Chief Minister Mamata Banerjee once again scored a major political point over the CPM when she began distributing land documents and compensation to Singur farmers on September 14, calling the day ‘Singur Dibas’, to be observed each year. She has said that 997 acres of land will be returned to over 9,000 farmers and brought under the plough, in compliance with the August 31 Supreme Court ruling. A memorial will be built in memory of those ‘martyred’ in the 2006 resistance against handing over land for the Tatas’ car plant.

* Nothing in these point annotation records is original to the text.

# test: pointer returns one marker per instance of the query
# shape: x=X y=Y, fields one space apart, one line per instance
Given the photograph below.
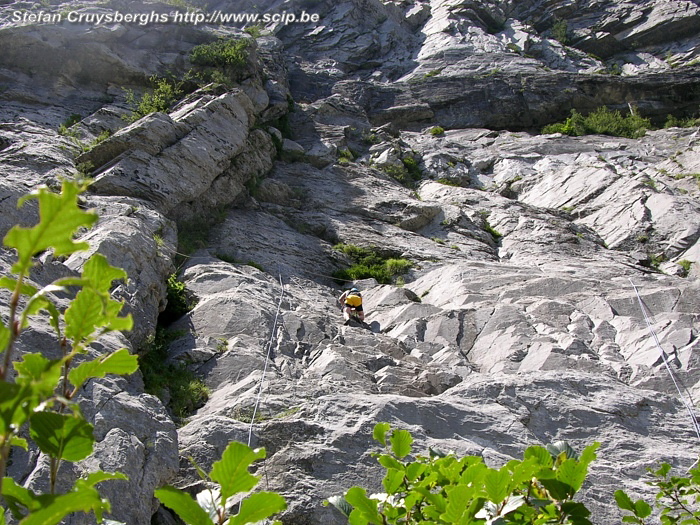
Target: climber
x=351 y=301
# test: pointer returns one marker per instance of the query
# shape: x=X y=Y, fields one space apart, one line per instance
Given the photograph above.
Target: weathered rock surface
x=518 y=321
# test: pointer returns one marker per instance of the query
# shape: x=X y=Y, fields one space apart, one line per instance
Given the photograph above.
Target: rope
x=267 y=361
x=685 y=402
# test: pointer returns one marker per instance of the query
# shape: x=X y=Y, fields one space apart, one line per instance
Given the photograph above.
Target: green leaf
x=392 y=480
x=497 y=485
x=16 y=441
x=100 y=274
x=540 y=454
x=62 y=436
x=93 y=308
x=643 y=509
x=339 y=503
x=13 y=409
x=37 y=370
x=558 y=490
x=379 y=432
x=368 y=508
x=388 y=461
x=576 y=512
x=18 y=498
x=257 y=507
x=573 y=473
x=562 y=450
x=183 y=504
x=458 y=499
x=5 y=336
x=401 y=443
x=231 y=471
x=59 y=218
x=588 y=454
x=415 y=470
x=119 y=362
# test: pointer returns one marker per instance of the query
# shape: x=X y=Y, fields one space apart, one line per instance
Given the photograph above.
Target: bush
x=38 y=394
x=231 y=478
x=603 y=122
x=173 y=383
x=223 y=61
x=224 y=52
x=179 y=302
x=370 y=264
x=445 y=489
x=164 y=94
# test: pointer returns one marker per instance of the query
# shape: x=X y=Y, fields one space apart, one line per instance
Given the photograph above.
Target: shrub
x=231 y=478
x=675 y=122
x=178 y=301
x=685 y=264
x=603 y=122
x=223 y=61
x=370 y=264
x=445 y=489
x=64 y=129
x=560 y=31
x=164 y=94
x=37 y=394
x=173 y=383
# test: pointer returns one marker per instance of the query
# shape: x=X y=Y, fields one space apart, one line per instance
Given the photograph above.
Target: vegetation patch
x=179 y=301
x=685 y=264
x=406 y=174
x=496 y=235
x=173 y=383
x=223 y=61
x=675 y=122
x=161 y=98
x=370 y=263
x=601 y=122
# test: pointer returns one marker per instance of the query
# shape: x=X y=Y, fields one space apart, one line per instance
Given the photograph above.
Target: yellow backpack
x=353 y=299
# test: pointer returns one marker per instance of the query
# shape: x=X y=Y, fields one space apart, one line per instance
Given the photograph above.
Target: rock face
x=413 y=129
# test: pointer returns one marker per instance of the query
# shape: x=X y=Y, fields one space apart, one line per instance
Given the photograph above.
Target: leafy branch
x=42 y=393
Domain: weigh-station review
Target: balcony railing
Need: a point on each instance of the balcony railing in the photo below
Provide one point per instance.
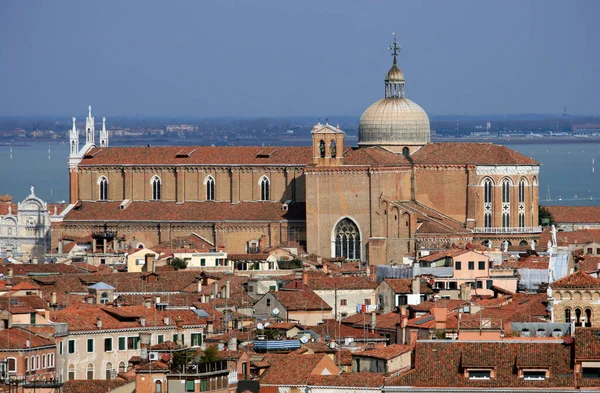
(508, 230)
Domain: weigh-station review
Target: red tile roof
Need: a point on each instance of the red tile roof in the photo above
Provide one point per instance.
(575, 214)
(470, 153)
(587, 343)
(291, 369)
(15, 338)
(579, 279)
(188, 211)
(386, 353)
(200, 155)
(301, 300)
(442, 363)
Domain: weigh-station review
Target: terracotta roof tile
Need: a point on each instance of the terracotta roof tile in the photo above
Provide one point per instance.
(200, 155)
(470, 153)
(575, 214)
(579, 279)
(386, 353)
(188, 211)
(299, 300)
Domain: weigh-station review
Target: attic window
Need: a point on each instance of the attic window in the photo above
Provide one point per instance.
(480, 374)
(184, 153)
(534, 375)
(264, 153)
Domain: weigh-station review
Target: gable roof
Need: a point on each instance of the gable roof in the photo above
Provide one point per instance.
(199, 155)
(293, 369)
(470, 153)
(301, 300)
(575, 214)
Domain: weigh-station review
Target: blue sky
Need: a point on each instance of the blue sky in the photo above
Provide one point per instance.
(295, 58)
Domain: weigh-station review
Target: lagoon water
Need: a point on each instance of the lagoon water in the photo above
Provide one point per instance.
(566, 176)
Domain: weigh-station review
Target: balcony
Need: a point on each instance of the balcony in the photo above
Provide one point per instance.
(507, 230)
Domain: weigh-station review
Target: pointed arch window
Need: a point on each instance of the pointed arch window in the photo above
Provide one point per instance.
(210, 188)
(487, 202)
(103, 188)
(156, 183)
(347, 240)
(264, 188)
(90, 371)
(108, 371)
(505, 203)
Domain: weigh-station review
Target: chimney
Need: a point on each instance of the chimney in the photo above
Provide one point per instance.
(373, 321)
(464, 292)
(416, 286)
(232, 344)
(440, 315)
(150, 262)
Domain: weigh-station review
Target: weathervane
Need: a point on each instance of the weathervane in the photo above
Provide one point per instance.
(395, 48)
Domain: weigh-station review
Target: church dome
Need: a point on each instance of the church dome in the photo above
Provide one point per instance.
(394, 74)
(394, 120)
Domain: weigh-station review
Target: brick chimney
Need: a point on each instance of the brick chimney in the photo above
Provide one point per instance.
(440, 315)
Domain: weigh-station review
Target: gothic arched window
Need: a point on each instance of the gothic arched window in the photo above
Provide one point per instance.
(264, 188)
(487, 202)
(155, 187)
(347, 240)
(103, 188)
(522, 203)
(505, 203)
(210, 188)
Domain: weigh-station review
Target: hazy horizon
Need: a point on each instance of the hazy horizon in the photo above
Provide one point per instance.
(273, 59)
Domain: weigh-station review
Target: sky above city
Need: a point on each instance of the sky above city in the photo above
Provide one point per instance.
(300, 58)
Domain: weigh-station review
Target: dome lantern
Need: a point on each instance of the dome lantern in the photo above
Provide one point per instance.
(394, 121)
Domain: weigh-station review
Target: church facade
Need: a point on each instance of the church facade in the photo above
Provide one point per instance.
(388, 197)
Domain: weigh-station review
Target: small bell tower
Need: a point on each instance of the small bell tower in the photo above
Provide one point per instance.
(328, 145)
(89, 128)
(103, 134)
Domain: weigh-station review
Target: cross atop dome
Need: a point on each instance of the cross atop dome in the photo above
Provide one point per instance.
(395, 47)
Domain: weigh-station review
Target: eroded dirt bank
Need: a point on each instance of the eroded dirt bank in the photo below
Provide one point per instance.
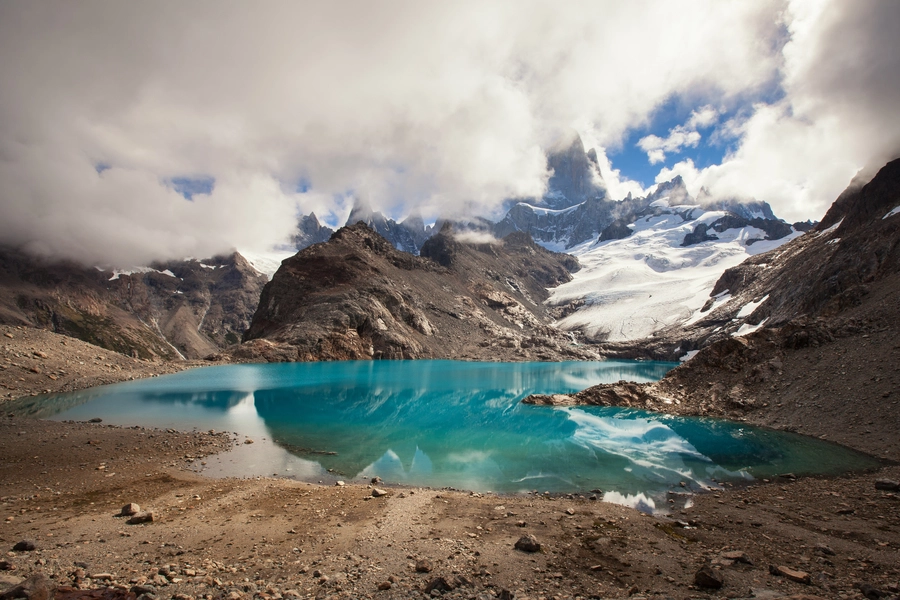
(63, 483)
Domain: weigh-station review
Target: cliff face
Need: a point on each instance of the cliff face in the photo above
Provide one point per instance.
(179, 309)
(357, 297)
(822, 360)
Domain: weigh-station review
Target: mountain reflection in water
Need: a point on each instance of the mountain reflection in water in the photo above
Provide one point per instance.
(446, 423)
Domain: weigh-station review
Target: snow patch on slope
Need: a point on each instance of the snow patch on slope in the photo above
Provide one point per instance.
(119, 272)
(267, 262)
(646, 282)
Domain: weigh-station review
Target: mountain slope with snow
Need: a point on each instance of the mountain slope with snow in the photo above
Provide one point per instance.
(630, 288)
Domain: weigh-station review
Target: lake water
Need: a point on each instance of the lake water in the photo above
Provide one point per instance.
(450, 424)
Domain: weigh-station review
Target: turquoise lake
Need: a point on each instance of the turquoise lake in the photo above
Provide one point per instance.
(449, 424)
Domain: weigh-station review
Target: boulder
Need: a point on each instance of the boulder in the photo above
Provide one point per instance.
(528, 543)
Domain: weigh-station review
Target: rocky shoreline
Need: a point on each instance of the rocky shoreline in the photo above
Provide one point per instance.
(64, 486)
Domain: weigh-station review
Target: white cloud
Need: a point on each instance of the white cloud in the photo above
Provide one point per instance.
(840, 111)
(444, 106)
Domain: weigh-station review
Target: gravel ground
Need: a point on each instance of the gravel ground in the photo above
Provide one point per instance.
(63, 486)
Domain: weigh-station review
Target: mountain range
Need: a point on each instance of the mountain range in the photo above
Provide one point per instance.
(660, 276)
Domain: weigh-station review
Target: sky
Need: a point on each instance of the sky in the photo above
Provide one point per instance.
(139, 131)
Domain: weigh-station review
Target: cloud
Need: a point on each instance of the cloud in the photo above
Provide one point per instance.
(443, 107)
(840, 112)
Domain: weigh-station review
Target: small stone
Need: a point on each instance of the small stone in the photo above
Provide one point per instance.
(528, 543)
(142, 589)
(439, 584)
(423, 565)
(24, 546)
(146, 516)
(35, 587)
(709, 578)
(788, 573)
(872, 592)
(737, 556)
(130, 509)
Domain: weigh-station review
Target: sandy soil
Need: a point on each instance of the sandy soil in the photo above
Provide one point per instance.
(63, 484)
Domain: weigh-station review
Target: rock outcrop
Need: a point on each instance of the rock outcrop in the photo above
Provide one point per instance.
(179, 309)
(357, 297)
(825, 312)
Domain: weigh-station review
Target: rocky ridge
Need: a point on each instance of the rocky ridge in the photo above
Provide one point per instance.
(174, 310)
(818, 345)
(357, 297)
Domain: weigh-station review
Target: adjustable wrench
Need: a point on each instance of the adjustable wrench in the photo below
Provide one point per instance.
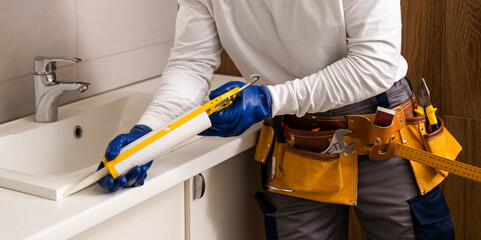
(338, 145)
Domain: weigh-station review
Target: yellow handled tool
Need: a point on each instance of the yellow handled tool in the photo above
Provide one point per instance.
(426, 106)
(212, 106)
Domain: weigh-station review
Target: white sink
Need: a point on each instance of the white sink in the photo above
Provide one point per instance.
(44, 158)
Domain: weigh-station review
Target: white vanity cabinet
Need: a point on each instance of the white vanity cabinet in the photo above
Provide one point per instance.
(227, 209)
(160, 217)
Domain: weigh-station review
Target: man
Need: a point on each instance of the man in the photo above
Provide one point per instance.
(329, 57)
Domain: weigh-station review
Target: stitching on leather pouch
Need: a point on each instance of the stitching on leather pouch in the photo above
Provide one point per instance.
(328, 159)
(353, 178)
(436, 136)
(304, 136)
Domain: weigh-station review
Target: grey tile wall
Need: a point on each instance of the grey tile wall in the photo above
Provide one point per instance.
(119, 42)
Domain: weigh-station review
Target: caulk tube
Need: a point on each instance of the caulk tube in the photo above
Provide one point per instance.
(172, 138)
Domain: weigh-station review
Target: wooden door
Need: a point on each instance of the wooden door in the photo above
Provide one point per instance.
(442, 43)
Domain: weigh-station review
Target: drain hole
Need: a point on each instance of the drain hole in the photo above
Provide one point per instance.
(77, 132)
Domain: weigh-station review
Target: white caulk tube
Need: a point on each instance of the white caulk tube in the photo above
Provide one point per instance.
(174, 137)
(158, 147)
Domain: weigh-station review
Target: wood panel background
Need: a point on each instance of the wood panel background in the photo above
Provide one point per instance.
(442, 43)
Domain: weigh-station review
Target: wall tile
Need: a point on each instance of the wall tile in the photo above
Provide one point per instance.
(118, 70)
(17, 97)
(111, 26)
(31, 28)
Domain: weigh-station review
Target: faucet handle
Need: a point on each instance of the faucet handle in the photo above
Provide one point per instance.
(47, 65)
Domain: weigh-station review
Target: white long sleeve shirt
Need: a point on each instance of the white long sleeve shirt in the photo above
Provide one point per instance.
(314, 55)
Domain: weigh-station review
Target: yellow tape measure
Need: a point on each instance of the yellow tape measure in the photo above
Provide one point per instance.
(429, 159)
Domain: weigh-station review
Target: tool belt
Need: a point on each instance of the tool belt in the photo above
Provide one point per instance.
(292, 149)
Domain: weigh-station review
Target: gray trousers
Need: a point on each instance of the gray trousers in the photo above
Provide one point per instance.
(384, 188)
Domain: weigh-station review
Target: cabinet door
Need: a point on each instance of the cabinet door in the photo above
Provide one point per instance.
(227, 210)
(160, 217)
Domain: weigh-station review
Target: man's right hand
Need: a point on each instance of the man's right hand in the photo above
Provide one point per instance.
(136, 176)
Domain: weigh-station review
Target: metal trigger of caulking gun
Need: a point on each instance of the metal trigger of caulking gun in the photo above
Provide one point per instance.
(338, 144)
(228, 98)
(121, 164)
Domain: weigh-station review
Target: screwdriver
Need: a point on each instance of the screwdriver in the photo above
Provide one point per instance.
(425, 105)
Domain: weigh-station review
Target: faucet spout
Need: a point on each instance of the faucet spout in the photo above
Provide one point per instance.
(48, 90)
(47, 97)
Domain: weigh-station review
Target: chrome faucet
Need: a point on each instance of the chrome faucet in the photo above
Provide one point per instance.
(48, 90)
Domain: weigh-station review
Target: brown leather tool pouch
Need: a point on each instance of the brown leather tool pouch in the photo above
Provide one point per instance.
(440, 142)
(308, 172)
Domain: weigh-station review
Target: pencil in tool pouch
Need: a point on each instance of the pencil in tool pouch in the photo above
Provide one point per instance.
(159, 141)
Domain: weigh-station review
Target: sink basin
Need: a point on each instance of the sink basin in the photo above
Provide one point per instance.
(44, 158)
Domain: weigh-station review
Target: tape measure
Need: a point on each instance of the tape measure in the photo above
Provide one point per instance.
(432, 160)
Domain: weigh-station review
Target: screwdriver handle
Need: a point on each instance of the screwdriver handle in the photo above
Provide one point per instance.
(431, 114)
(419, 111)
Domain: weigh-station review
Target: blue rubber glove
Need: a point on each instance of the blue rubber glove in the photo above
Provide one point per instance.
(135, 177)
(251, 106)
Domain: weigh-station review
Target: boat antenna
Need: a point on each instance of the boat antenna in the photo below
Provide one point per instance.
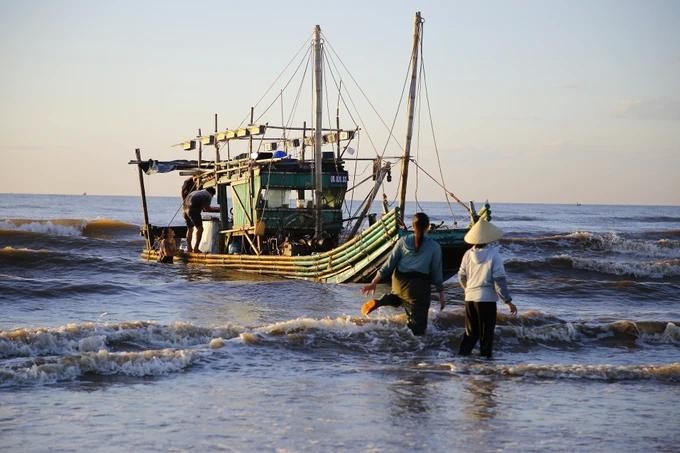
(406, 158)
(318, 97)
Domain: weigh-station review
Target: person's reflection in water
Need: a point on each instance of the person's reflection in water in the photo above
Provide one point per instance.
(411, 397)
(480, 403)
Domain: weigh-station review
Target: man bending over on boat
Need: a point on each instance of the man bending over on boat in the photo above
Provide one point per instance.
(415, 264)
(195, 203)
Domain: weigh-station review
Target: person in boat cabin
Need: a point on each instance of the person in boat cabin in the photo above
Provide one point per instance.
(167, 247)
(482, 276)
(414, 264)
(188, 186)
(194, 204)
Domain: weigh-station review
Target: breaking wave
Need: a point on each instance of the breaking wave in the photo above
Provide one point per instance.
(142, 348)
(661, 268)
(98, 228)
(608, 242)
(605, 372)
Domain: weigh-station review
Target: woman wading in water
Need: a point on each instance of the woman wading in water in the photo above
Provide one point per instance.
(414, 264)
(482, 275)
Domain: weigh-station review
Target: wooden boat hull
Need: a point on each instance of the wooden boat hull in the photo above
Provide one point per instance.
(357, 260)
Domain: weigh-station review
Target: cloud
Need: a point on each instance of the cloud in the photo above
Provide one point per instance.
(658, 109)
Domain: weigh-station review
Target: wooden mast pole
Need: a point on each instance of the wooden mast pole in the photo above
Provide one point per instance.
(410, 109)
(217, 148)
(318, 92)
(147, 233)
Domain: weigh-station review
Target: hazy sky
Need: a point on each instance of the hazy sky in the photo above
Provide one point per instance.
(533, 101)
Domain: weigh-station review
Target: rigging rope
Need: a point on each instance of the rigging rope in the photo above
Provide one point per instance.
(282, 90)
(304, 44)
(362, 91)
(434, 138)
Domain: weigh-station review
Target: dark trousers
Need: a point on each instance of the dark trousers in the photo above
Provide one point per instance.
(480, 322)
(411, 291)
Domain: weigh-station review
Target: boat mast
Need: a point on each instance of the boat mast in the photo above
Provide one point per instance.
(318, 85)
(410, 109)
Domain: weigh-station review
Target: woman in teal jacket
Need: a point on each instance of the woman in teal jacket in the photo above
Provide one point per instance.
(414, 265)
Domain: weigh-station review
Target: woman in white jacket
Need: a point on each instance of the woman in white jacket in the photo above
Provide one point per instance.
(482, 275)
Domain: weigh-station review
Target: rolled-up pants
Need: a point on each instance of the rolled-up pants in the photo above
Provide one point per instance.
(412, 291)
(480, 322)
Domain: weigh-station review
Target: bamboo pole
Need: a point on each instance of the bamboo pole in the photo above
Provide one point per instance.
(410, 109)
(147, 233)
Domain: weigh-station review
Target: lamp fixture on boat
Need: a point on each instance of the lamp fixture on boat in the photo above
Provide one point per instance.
(208, 140)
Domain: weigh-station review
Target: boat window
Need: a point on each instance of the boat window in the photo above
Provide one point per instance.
(276, 198)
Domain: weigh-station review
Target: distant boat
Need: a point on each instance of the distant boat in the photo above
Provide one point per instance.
(309, 238)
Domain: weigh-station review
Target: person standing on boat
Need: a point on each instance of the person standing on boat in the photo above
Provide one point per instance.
(194, 204)
(414, 264)
(482, 276)
(167, 246)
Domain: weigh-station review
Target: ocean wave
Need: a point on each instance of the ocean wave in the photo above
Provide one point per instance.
(143, 348)
(608, 242)
(658, 269)
(41, 258)
(102, 362)
(97, 228)
(618, 333)
(603, 372)
(72, 338)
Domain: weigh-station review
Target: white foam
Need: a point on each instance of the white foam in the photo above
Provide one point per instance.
(608, 372)
(103, 362)
(45, 227)
(654, 269)
(74, 338)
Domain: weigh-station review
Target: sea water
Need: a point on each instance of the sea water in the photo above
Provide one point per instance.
(103, 351)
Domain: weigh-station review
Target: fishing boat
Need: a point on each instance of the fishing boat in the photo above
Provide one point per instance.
(284, 208)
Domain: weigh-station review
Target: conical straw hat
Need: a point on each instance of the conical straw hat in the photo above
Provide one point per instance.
(483, 232)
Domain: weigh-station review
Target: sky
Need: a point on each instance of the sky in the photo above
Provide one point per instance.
(532, 101)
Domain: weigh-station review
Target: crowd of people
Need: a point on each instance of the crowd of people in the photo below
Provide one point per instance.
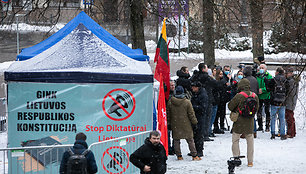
(196, 108)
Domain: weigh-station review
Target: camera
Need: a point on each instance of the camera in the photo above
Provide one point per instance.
(233, 162)
(254, 69)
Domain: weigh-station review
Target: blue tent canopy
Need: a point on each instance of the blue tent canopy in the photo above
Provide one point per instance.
(91, 25)
(80, 57)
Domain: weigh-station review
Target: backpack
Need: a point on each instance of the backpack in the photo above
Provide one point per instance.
(279, 93)
(249, 105)
(77, 163)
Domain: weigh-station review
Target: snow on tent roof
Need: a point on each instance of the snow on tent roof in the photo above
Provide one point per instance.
(91, 25)
(83, 56)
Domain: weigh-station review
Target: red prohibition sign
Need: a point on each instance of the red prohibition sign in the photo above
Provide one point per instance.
(124, 168)
(119, 104)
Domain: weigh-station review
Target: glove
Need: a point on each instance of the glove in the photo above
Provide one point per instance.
(194, 127)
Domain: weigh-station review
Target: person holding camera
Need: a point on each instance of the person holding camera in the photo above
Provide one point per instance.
(277, 86)
(264, 97)
(151, 156)
(199, 101)
(244, 123)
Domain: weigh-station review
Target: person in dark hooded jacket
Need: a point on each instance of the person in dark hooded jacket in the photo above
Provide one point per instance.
(181, 120)
(277, 86)
(79, 147)
(199, 101)
(243, 125)
(183, 79)
(151, 157)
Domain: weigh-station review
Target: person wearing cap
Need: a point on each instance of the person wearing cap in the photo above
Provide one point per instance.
(243, 125)
(292, 84)
(264, 97)
(181, 120)
(199, 103)
(247, 72)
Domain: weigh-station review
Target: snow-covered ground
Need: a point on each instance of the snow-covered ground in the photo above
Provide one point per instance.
(271, 156)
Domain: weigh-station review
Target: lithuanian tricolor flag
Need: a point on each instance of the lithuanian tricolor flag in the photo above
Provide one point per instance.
(162, 58)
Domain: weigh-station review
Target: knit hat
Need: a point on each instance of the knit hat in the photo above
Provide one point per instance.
(179, 90)
(196, 84)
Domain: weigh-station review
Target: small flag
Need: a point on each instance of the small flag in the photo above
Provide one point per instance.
(162, 58)
(162, 116)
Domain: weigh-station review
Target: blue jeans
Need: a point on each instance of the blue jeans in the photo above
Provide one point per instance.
(213, 116)
(280, 111)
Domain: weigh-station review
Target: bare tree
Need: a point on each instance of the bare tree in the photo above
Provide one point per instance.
(136, 21)
(208, 29)
(256, 7)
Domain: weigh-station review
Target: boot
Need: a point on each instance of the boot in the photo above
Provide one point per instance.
(179, 157)
(283, 137)
(196, 158)
(200, 154)
(267, 127)
(208, 139)
(259, 120)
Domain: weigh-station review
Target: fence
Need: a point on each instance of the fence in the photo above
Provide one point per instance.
(2, 114)
(112, 156)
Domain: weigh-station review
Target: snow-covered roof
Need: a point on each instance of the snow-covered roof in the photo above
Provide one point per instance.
(82, 18)
(81, 50)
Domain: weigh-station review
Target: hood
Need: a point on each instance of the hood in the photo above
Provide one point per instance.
(177, 101)
(280, 78)
(182, 74)
(80, 144)
(247, 71)
(244, 85)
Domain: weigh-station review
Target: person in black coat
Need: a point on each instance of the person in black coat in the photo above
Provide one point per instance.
(79, 147)
(183, 79)
(151, 157)
(199, 101)
(209, 84)
(247, 72)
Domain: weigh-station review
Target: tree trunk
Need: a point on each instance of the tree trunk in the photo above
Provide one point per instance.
(208, 32)
(256, 7)
(136, 23)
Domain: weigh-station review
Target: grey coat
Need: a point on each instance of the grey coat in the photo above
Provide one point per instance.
(181, 117)
(291, 93)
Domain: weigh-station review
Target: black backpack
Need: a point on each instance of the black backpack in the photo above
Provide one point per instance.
(249, 105)
(77, 163)
(279, 93)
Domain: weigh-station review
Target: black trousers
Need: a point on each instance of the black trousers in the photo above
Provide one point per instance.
(266, 103)
(220, 115)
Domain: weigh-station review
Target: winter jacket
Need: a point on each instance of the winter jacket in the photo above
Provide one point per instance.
(199, 103)
(271, 84)
(292, 85)
(224, 90)
(253, 81)
(208, 83)
(181, 117)
(183, 80)
(150, 155)
(261, 84)
(243, 125)
(79, 147)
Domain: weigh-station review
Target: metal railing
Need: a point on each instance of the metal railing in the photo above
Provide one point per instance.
(3, 115)
(33, 159)
(112, 156)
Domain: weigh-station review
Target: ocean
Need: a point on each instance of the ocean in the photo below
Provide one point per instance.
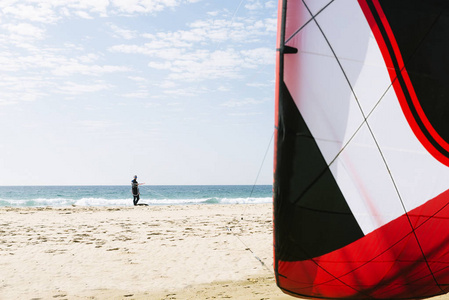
(119, 195)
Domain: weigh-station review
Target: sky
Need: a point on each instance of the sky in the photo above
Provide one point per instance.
(178, 92)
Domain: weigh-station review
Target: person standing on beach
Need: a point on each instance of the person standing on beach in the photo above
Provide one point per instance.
(135, 190)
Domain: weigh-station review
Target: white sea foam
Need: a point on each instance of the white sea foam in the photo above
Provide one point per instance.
(128, 202)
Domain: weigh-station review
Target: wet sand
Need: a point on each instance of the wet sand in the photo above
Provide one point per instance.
(144, 252)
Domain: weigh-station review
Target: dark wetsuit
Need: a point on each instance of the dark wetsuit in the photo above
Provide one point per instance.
(135, 190)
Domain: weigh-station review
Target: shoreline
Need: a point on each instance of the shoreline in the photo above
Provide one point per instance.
(143, 252)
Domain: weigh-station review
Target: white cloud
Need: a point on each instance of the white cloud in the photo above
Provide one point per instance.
(73, 88)
(42, 12)
(123, 33)
(240, 103)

It is tempting to dismiss ‘Singur Dibas’ as a Trinamool Congress gimmick. But it has the potential to become a rallying point for those sceptical of the current model of industrialisation. It could reopen old, pertinent questions, embarrassing not just the CPI(M), but also the Modi government, which sought to dilute the Land Acquisition (Resettlement and Rehabilitation) Act — a consequence of the Singur-Nandigram agitations — soon after it assumed office. The CPI(M) has still not clarified why its government forcibly took over fertile farmland for a car project by invoking “public purpose”. The Supreme Court has now struck down the acquisition, basically for not obtaining informed consent. While the LARR law focuses on generous compensation, the crucial question of what constitutes “public purpose” remains unaddressed — both in law and the political imagination.

As EF Schumacher says in Small is Beautiful , economics has not learnt how to value natural resources. Therefore, the benefits of setting up an industrial project can be overestimated, unless it is, say, a clearcut case of setting up a railways factory on barren land. Making acquisition easier can have adverse effects. Six lakh hectares of farmland have been lost in a decade in Karnataka alone. Such industrialisation can have adverse socio-economic and ecological consequences.